Wall Street analyst Michael Nathanson, who maintains a “buy” rating on Disney shares, wrote a note to clients Thursday to express support for Peltz’s intervention, though he hopes Iger will be allowed to execute his plans.

“While we think Trian is correct to identify these issues, we believe that given the change in leadership, the company will quickly move to drive better profitability,” he wrote.

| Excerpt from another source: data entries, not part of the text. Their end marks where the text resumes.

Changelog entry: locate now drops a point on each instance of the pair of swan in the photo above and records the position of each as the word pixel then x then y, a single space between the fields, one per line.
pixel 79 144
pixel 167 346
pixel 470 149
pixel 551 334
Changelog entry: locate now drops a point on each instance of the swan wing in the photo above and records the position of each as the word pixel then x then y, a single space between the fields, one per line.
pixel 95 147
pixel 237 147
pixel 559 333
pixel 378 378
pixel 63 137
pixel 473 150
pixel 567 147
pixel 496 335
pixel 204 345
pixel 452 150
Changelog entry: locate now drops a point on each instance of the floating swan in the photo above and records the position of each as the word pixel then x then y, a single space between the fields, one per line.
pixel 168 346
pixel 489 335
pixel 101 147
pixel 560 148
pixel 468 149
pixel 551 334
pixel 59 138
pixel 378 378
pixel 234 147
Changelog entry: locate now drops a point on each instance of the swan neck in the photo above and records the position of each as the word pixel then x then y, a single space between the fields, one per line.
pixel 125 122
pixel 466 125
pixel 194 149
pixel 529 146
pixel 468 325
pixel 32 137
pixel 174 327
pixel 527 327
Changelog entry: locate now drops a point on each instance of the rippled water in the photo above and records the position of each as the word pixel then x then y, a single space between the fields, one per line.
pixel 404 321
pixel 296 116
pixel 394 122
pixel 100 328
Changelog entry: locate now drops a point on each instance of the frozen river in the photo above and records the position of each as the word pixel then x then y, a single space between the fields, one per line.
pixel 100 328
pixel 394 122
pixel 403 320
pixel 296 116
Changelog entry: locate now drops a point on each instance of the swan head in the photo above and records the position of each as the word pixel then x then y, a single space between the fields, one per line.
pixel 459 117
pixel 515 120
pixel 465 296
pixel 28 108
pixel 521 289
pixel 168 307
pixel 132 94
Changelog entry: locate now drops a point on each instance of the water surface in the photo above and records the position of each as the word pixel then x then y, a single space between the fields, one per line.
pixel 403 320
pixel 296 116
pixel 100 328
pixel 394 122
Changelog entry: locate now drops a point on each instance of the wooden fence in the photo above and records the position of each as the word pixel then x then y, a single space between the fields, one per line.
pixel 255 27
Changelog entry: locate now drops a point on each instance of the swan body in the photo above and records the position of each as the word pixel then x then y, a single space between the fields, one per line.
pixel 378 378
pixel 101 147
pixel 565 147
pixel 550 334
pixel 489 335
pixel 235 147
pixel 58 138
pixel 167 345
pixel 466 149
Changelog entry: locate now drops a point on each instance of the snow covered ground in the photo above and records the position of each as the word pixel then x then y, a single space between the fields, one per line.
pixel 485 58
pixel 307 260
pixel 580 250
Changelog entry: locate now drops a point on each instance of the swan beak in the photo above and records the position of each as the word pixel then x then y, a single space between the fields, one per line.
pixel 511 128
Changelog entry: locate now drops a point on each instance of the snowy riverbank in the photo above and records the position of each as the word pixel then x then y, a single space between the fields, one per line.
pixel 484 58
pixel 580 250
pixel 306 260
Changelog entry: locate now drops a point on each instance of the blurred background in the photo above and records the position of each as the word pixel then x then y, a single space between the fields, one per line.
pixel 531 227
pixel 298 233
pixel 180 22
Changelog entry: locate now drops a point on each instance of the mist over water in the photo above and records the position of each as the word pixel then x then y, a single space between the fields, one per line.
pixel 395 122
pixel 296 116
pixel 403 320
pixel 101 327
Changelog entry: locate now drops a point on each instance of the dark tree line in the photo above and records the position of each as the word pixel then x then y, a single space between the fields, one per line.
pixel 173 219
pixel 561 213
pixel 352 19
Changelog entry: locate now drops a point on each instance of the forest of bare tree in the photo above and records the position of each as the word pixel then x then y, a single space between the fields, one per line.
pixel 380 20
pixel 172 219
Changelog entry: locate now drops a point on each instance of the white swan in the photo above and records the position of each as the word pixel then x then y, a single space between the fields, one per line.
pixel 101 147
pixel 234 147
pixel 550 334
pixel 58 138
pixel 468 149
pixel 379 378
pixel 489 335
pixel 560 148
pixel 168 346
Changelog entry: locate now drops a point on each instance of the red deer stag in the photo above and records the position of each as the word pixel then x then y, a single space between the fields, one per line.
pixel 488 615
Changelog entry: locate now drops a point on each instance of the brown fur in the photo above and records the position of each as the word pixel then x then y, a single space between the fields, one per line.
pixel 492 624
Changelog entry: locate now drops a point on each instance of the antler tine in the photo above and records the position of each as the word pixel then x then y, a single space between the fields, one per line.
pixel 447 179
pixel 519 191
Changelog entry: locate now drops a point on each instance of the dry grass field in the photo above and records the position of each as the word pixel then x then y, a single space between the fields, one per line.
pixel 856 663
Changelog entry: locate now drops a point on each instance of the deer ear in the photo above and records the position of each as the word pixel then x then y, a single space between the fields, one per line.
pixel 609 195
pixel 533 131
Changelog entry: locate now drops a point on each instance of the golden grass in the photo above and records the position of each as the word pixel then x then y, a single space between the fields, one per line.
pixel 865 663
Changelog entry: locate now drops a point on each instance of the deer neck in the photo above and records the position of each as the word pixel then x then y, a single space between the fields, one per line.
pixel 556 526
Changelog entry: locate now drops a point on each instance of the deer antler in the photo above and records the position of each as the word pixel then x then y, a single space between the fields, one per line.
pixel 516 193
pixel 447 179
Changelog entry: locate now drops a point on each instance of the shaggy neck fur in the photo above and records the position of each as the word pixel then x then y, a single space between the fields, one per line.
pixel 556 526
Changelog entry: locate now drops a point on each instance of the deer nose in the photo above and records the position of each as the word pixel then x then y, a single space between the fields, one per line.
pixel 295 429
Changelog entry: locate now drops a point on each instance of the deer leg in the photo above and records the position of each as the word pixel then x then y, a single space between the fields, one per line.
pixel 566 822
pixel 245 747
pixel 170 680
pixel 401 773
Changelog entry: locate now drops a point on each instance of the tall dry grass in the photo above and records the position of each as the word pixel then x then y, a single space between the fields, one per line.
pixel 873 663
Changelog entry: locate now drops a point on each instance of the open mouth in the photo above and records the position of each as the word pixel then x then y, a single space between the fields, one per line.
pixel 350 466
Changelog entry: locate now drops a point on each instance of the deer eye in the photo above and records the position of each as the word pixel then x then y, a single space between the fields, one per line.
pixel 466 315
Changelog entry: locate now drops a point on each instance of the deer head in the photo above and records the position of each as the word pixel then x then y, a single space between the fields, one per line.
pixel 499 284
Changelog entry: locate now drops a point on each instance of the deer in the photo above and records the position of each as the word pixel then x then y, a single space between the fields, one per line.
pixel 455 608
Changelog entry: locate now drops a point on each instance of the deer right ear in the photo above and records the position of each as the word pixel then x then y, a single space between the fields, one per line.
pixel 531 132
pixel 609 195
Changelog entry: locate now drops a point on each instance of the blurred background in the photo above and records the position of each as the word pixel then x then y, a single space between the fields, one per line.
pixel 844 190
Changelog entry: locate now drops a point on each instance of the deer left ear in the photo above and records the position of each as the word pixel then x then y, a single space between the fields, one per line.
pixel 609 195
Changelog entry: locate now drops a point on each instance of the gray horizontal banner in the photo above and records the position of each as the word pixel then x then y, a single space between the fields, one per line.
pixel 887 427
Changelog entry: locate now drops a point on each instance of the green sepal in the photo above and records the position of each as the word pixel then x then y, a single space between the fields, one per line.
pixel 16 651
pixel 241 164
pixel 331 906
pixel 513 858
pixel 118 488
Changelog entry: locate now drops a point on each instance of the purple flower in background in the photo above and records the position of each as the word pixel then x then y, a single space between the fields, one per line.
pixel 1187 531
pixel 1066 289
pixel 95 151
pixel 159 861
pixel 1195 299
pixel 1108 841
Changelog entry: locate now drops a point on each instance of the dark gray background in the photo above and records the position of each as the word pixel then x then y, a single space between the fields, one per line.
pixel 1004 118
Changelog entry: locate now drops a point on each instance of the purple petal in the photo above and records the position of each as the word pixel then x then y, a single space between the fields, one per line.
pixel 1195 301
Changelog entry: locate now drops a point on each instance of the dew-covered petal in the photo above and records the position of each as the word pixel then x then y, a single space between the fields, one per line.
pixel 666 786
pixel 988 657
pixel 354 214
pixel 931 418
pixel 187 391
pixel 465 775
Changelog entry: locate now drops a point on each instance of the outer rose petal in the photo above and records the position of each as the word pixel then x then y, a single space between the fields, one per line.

“In our view, Disney’s underperformance relative to the S&P 500 is a combination of macro concerns (like slowing consumer spending and advertising slowdowns), pandemic fallout from park closures, post-pandemic structural headwinds like accelerated cord-cutting and lower box office attendance. The few self-inflicted moves also include the acquisition of 21st Century Fox, increasing the Disney+ TAM [total available market] in late 2020 (which forced the company to spend more on broader content offerings), and the decision to continue stepping up for cricket rights in India and nonprimary sports at ESPN.”

Nathanson pronounced himself “optimistic” overall that Iger will make “the difficult decisions that are consistent with Trian’s objectives.” Disney’s profitability over the long term, then, “will be higher now than under prior leadership.”

Disney hasn’t faced such shareholder dissent since the early aughts. Former Walt Disney directors Roy E. Disney and Stanley Gold raised hell at the 2004 annual meeting in a bitter fight to oust then-CEO Michael Eisner. Shareholders at that meeting delivered a shocking 45% no-confidence vote against Eisner, who was stripped of the chairman’s title. Disney and Gold also threatened a proxy fight to seat an opposition slate of directors at the next annual meeting but backed down. Iger, an ABC and Disney lifer, eventually emerged from the tumult to become the company’s CEO.